Saturday, January 14, 2012

Turning Points

During the run of Festival, I didn't get a chance to update my blog all that often.  And because of that, I never got to share one of the most amazing stories of the season with all of you.

I have mentioned that I work with performers.  For the most part, they are fantastic.  I consider many of them friends.  But there are 350 of them, and in a crowd that large, there are bound to be issues.  There are always  whiners, always asking why things can't change, but never grasping the scope of the Festival as a whole.  The 'problem children' as I jokingly call them, who turn in their paperwork mere hours before the gates open.  And, worst of all, the people who are truly helpful and kind, but really need more money that isn't in our budget.  Three seasons of this had worn me down.  I was burnt out, and doubting I would ever return to this position.

And then Opening Day happened.  A performer became irate with me over an issue that should have been dealt with ahead of time.  Instead, I found myself calmly repeating the words, "I cannot take care of it today, but I will fix it before next weekend," while said performer proceeded to cuss me out at top volume.  His face was so close to mine that I could feel the spittle landing on my cheeks.  I strove to keep calm.

Then, he said the words I could not ignore, "You are just a bitch.  You've always been a bitch, and that's all you'll ever be."
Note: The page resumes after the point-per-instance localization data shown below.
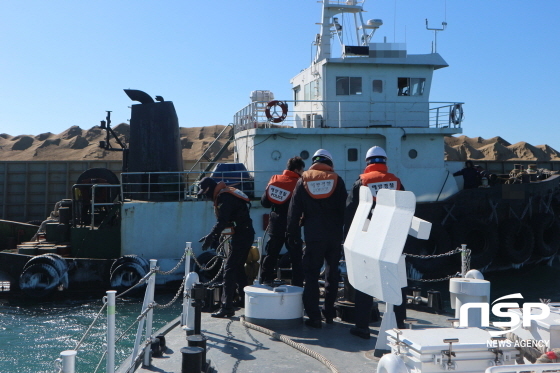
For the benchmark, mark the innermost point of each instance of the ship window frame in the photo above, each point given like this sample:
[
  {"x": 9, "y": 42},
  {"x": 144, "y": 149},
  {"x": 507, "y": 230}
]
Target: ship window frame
[
  {"x": 352, "y": 154},
  {"x": 348, "y": 85},
  {"x": 410, "y": 86},
  {"x": 377, "y": 86}
]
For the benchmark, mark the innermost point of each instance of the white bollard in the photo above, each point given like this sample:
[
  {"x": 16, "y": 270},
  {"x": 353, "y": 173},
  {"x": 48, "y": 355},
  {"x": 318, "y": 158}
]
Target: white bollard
[
  {"x": 111, "y": 311},
  {"x": 192, "y": 279},
  {"x": 259, "y": 248},
  {"x": 66, "y": 363}
]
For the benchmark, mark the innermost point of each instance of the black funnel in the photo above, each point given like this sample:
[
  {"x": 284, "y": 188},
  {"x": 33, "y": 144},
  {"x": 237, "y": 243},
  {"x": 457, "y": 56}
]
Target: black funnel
[{"x": 155, "y": 146}]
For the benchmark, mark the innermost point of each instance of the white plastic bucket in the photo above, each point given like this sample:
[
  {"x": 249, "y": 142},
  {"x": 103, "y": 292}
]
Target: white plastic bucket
[{"x": 281, "y": 306}]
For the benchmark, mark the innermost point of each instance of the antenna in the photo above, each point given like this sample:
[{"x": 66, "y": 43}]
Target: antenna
[{"x": 435, "y": 30}]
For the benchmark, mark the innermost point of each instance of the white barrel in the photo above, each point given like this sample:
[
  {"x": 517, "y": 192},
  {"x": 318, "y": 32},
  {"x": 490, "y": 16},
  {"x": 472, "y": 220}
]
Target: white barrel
[
  {"x": 469, "y": 290},
  {"x": 269, "y": 307}
]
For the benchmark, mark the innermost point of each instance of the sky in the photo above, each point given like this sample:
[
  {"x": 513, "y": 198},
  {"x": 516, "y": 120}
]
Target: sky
[{"x": 64, "y": 63}]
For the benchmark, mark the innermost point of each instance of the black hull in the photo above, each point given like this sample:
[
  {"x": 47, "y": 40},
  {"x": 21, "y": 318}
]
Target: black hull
[{"x": 506, "y": 226}]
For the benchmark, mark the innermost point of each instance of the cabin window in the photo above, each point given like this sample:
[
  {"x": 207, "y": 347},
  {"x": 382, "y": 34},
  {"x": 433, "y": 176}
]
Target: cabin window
[
  {"x": 352, "y": 154},
  {"x": 348, "y": 85},
  {"x": 377, "y": 86},
  {"x": 296, "y": 94},
  {"x": 411, "y": 86}
]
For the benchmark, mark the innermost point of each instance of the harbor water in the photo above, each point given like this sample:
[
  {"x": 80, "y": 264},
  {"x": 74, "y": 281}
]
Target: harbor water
[{"x": 33, "y": 335}]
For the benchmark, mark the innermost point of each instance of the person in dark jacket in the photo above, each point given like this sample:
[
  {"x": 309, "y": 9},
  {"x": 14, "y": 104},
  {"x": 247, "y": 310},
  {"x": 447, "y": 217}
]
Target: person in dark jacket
[
  {"x": 277, "y": 197},
  {"x": 470, "y": 175},
  {"x": 232, "y": 211},
  {"x": 376, "y": 176},
  {"x": 318, "y": 204}
]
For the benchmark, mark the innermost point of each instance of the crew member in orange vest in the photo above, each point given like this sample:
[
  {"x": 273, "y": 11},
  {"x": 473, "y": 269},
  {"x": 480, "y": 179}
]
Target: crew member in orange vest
[
  {"x": 277, "y": 197},
  {"x": 376, "y": 176},
  {"x": 318, "y": 204},
  {"x": 232, "y": 211}
]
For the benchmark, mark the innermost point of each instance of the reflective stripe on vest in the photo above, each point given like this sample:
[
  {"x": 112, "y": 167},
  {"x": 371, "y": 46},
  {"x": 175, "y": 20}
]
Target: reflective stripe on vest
[
  {"x": 280, "y": 187},
  {"x": 320, "y": 181}
]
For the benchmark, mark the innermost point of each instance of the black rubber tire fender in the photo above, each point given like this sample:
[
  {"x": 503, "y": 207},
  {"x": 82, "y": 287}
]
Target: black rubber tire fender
[
  {"x": 546, "y": 229},
  {"x": 127, "y": 275},
  {"x": 39, "y": 280},
  {"x": 130, "y": 259},
  {"x": 439, "y": 242},
  {"x": 480, "y": 237},
  {"x": 516, "y": 241}
]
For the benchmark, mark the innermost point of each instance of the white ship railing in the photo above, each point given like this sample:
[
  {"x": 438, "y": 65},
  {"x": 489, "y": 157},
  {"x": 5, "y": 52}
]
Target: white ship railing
[
  {"x": 183, "y": 186},
  {"x": 337, "y": 114}
]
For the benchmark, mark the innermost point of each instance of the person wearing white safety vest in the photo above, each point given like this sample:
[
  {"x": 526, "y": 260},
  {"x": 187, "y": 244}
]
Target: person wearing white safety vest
[
  {"x": 318, "y": 205},
  {"x": 376, "y": 176},
  {"x": 277, "y": 197}
]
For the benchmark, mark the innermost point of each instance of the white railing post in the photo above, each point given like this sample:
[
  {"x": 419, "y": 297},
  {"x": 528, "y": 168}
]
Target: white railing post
[
  {"x": 188, "y": 252},
  {"x": 111, "y": 304},
  {"x": 150, "y": 316},
  {"x": 259, "y": 247},
  {"x": 66, "y": 363}
]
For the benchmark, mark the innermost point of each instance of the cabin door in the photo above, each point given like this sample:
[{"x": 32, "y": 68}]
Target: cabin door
[
  {"x": 353, "y": 163},
  {"x": 382, "y": 112}
]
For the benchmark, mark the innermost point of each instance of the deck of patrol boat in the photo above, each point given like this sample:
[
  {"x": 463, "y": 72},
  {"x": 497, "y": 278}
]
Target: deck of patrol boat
[{"x": 233, "y": 347}]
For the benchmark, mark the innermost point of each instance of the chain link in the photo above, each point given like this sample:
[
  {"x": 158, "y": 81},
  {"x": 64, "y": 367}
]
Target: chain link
[
  {"x": 174, "y": 268},
  {"x": 162, "y": 306},
  {"x": 458, "y": 274},
  {"x": 449, "y": 253}
]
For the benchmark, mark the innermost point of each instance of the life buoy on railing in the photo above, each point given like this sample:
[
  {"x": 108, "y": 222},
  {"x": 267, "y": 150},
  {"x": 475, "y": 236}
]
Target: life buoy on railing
[
  {"x": 275, "y": 117},
  {"x": 456, "y": 114}
]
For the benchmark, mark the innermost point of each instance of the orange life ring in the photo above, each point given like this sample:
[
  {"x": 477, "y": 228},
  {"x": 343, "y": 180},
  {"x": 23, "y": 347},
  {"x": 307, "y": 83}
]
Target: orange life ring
[{"x": 275, "y": 117}]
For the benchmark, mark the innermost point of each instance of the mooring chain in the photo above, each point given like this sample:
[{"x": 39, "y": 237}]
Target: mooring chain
[
  {"x": 458, "y": 274},
  {"x": 449, "y": 253},
  {"x": 174, "y": 268}
]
Let me back up a moment and talk of all the hours I had put in over the past three seasons trying to make sure that this performer's contract was acceptable.  All of the effort I put into trying to help find him a carpool, since he lives an hour away.  All of the conversations I had with him to help mediate issues he was having with other performers, always giving him the benefit of the doubt.  All of that work and kindness repaid with one word: Bitch.

I turned on my heel and walked away, needing a few moments to clear my head, trying desperately not to respond with the anger that had boiled up, and was about to spill over.  I quickly found my boss and explained what had happened, and asked if I was out of line to fire him.  My boss said that it was absolutely within my power to fire him, and that I should do so, if I felt the need.

I marched back, two of my performers flanking me, trying to prevent the fire they could see behind my eyes from getting the better of me.  And I fired that nasty, thankless, ungrateful jerk right there.  He continued to scream at me, the cussing becoming more and more intense as I asked him again and again to leave, striving not to respond when he pushed me.  At one point, I nearly punched him in the face, but Suzanne stopped my hand and whispered, "He's not worth it."  I turned and looked behind me, trying to contain my anger.

And that's when everything changed.

A ring of performers surrounded me, nearly circling the now-former performer.  And behind that ring, was another.  And another.  And behind that, I could feel the energy of all of the performers who had gathered for a meeting.  Suddenly, I had no desire to hit anyone.

"You may leave now, or I can call security," I said calmly, picking up my radio.  He turned to leave, and I watched as two of my performers followed him to make sure he really did.  Then, when he was out of sight, I collapsed in a heap, holding back tears.  I breathed, trying to center myself, trying to focus on the many, rather than the one.

Then, someone from the crowd said, "You did good.  I would have punched him."  Several more chimed in with similar thoughts, showing their support for me and my choices.  And after the meeting, many of my performers stopped me to give me hugs.

And in that moment, I knew I would stay.


  1. While I hate that this happened, I am so happy to hear of the performers supporting you as they did. Hearing this story again made me mad right along with you and made me proud as well. Know that had I been there I would have backed you up as well. You did good :)

  2. By the way, I love your redesign!